Tumor Penetration Considerations:

  • Research indicates that lowering DAR while increasing total antibody dose often improves efficacy by enhancing tumor penetration

  • This approach can simultaneously reduce toxicity by supersaturating healthy tissue, resulting in ADC washout and reduced payload delivery to normal tissues

  • The optimal DAR is therefore dependent on the clinical MTD and the target expression and internalization rate

How do variations in DAR affect pharmacokinetics and biodistribution of ADCs?

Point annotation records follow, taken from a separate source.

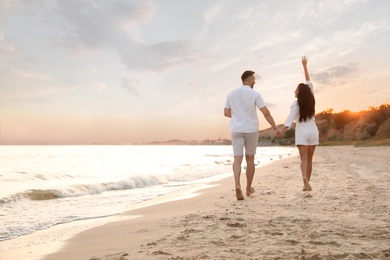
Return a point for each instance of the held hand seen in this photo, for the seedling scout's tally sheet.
(304, 60)
(278, 133)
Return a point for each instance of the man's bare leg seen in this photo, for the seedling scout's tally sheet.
(250, 172)
(303, 153)
(237, 173)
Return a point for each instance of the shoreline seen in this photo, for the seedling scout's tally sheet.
(51, 240)
(345, 216)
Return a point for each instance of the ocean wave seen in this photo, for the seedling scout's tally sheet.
(134, 182)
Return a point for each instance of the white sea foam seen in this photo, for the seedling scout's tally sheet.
(43, 186)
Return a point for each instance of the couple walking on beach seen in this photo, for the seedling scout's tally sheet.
(241, 107)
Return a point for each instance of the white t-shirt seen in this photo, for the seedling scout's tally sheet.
(243, 102)
(294, 112)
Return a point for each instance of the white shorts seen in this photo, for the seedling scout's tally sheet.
(307, 135)
(247, 140)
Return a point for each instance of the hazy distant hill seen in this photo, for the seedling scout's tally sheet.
(368, 125)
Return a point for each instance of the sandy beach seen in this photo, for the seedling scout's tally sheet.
(346, 216)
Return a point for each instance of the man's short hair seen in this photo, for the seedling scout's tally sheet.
(246, 75)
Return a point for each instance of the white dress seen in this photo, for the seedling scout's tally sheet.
(306, 133)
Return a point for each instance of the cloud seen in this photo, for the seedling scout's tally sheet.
(6, 47)
(99, 86)
(113, 24)
(160, 56)
(335, 75)
(29, 74)
(132, 85)
(93, 24)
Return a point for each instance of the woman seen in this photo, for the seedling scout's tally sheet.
(306, 131)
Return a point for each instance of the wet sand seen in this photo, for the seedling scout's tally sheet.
(346, 216)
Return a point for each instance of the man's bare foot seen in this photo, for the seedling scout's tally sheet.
(306, 185)
(250, 191)
(239, 194)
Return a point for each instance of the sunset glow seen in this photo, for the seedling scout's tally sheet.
(123, 72)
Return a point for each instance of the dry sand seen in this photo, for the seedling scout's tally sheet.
(346, 216)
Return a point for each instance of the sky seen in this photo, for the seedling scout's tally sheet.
(125, 72)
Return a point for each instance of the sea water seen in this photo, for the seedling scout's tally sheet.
(43, 186)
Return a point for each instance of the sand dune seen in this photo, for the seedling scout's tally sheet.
(346, 216)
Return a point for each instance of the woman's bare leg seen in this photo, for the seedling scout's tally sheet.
(310, 153)
(303, 153)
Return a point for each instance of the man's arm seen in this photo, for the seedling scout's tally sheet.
(227, 112)
(304, 63)
(267, 115)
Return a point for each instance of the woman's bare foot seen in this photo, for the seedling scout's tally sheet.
(306, 185)
(250, 191)
(239, 194)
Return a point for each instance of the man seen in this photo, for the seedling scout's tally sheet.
(241, 107)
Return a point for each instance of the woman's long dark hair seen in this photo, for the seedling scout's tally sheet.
(306, 102)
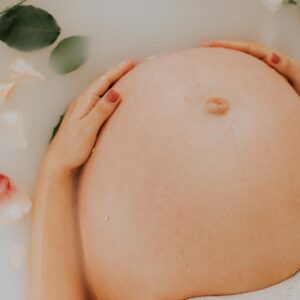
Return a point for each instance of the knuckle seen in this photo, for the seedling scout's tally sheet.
(104, 109)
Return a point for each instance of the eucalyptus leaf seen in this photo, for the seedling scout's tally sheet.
(69, 54)
(28, 28)
(4, 7)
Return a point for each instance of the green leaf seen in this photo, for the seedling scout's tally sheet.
(28, 28)
(10, 6)
(291, 1)
(69, 54)
(55, 129)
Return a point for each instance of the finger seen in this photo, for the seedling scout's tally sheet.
(103, 109)
(282, 63)
(98, 87)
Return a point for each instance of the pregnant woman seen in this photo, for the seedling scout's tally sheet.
(191, 188)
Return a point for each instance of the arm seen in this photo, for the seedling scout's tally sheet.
(286, 66)
(55, 262)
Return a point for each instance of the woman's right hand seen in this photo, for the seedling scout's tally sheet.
(283, 64)
(78, 132)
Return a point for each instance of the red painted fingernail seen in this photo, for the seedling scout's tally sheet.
(112, 96)
(275, 59)
(5, 185)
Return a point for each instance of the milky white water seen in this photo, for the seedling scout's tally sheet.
(120, 29)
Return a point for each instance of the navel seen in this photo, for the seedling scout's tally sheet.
(217, 106)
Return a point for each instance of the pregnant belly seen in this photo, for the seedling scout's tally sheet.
(193, 187)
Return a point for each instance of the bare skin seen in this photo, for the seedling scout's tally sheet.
(56, 271)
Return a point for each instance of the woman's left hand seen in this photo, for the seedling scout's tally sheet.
(78, 132)
(283, 64)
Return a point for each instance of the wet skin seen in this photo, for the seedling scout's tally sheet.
(193, 188)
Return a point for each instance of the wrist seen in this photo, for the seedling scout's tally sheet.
(55, 168)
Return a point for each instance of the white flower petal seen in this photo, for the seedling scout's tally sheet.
(20, 69)
(15, 123)
(273, 5)
(5, 90)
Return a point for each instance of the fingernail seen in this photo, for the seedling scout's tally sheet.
(275, 59)
(205, 44)
(112, 96)
(5, 185)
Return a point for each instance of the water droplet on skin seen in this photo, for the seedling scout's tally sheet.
(217, 106)
(106, 218)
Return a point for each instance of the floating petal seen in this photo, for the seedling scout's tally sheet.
(20, 69)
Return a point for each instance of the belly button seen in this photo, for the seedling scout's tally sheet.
(217, 106)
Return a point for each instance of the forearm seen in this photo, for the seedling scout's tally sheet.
(55, 261)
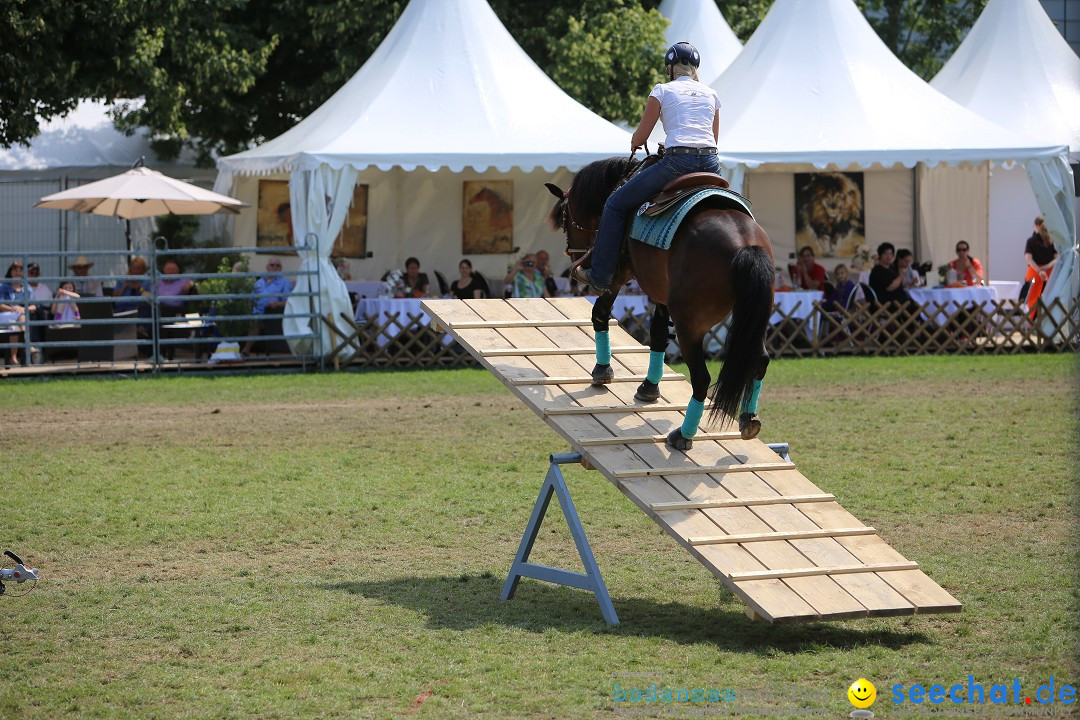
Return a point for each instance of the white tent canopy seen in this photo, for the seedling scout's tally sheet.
(447, 91)
(815, 84)
(701, 24)
(1016, 69)
(815, 87)
(447, 87)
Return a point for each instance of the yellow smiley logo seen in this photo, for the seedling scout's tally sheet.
(862, 693)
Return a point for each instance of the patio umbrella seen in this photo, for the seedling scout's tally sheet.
(140, 192)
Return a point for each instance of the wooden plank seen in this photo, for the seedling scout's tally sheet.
(834, 570)
(783, 534)
(782, 544)
(740, 502)
(472, 325)
(498, 352)
(626, 439)
(576, 381)
(703, 470)
(657, 407)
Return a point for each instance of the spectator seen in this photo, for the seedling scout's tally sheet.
(274, 286)
(40, 293)
(470, 285)
(133, 287)
(1041, 256)
(39, 290)
(524, 280)
(65, 313)
(908, 274)
(85, 287)
(543, 267)
(172, 288)
(806, 273)
(14, 303)
(274, 289)
(841, 290)
(412, 283)
(966, 269)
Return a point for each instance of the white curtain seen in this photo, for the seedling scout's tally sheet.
(1052, 182)
(320, 200)
(954, 205)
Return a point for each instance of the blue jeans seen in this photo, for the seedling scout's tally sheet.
(630, 197)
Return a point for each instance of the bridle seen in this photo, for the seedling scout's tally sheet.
(569, 222)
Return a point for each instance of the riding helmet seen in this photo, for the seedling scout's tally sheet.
(683, 52)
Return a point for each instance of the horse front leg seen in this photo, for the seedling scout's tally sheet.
(750, 424)
(649, 390)
(693, 353)
(602, 315)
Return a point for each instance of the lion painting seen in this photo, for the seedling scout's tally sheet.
(828, 209)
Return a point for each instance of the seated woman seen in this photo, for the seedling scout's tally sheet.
(841, 290)
(470, 286)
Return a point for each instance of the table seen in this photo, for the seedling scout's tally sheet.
(366, 288)
(952, 298)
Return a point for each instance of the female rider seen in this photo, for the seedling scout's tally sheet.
(689, 111)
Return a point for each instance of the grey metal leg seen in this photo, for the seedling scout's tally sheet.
(591, 580)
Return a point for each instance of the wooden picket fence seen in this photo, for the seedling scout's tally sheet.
(407, 340)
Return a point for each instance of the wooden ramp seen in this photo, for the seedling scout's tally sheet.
(785, 547)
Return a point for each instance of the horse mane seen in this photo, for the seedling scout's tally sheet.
(591, 188)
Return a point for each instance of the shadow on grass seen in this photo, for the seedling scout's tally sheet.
(470, 601)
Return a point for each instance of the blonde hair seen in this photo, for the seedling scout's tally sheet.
(680, 69)
(1040, 227)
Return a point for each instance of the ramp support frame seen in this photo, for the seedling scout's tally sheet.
(591, 580)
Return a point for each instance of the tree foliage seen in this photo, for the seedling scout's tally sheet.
(220, 76)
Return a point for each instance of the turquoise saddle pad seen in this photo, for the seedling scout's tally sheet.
(660, 230)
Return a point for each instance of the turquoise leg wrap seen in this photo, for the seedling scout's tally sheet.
(693, 412)
(656, 367)
(604, 348)
(750, 405)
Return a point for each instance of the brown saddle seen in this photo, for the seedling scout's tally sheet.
(683, 187)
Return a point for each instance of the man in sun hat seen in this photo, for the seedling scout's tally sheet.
(81, 269)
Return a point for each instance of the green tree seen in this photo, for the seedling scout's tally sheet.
(922, 34)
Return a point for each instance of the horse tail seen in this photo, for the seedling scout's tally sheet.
(752, 282)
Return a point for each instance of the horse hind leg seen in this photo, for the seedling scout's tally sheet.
(602, 314)
(693, 353)
(649, 390)
(750, 424)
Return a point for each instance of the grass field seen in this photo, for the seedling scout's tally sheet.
(307, 546)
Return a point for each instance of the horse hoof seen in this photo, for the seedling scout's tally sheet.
(750, 425)
(676, 440)
(647, 392)
(603, 375)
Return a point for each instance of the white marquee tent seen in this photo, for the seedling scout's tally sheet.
(815, 87)
(80, 147)
(701, 24)
(1016, 69)
(447, 96)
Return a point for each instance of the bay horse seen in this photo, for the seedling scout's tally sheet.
(719, 262)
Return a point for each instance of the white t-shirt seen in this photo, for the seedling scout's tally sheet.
(687, 109)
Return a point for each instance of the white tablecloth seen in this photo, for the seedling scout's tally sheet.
(950, 298)
(366, 288)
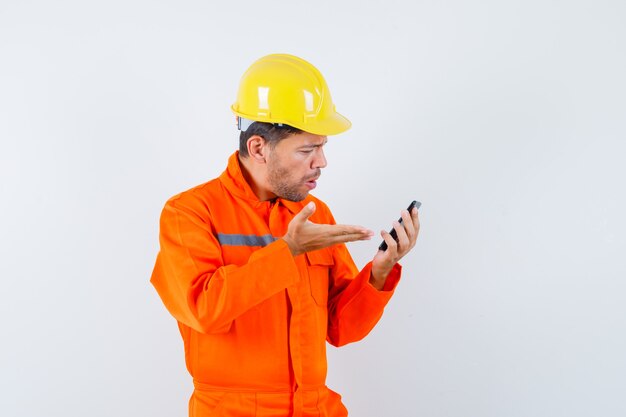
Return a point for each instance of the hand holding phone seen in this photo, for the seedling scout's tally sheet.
(392, 232)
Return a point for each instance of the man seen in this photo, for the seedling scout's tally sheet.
(254, 268)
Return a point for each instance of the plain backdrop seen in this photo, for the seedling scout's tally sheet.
(505, 118)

DAR significantly impacts the in vivo behavior of ADCs:

Clearance Dynamics:

  • Higher DAR ADCs typically exhibit faster clearance rates due to increased hydrophobicity

  • This can lead to reduced systemic exposure and potentially compromised efficacy

  • Novel linker technologies have been developed to address these challenges in high-DAR ADCs

Tumor Penetration Trade-offs:

  • Higher antibody doses with lower DAR often achieve better tumor penetration

  • Research demonstrates that it is easier to saturate healthy tissue than tumor tissue, creating a window for optimizing DAR and dosing strategy

  • Because of this differential, a higher dose of a lower DAR ADC will often supersaturate healthy tissue while better penetrating tumor tissue

Stability Considerations:

  • DAR influences chemical stability in circulation

  • Novel linker technologies can improve stability of high-DAR ADCs, as demonstrated in research where DAR 16 ADCs maintained >95% monomeric form and showed enhanced serum stability compared to conventional linkers

What are the latest technological approaches to achieve homogeneous DAR in ADC development?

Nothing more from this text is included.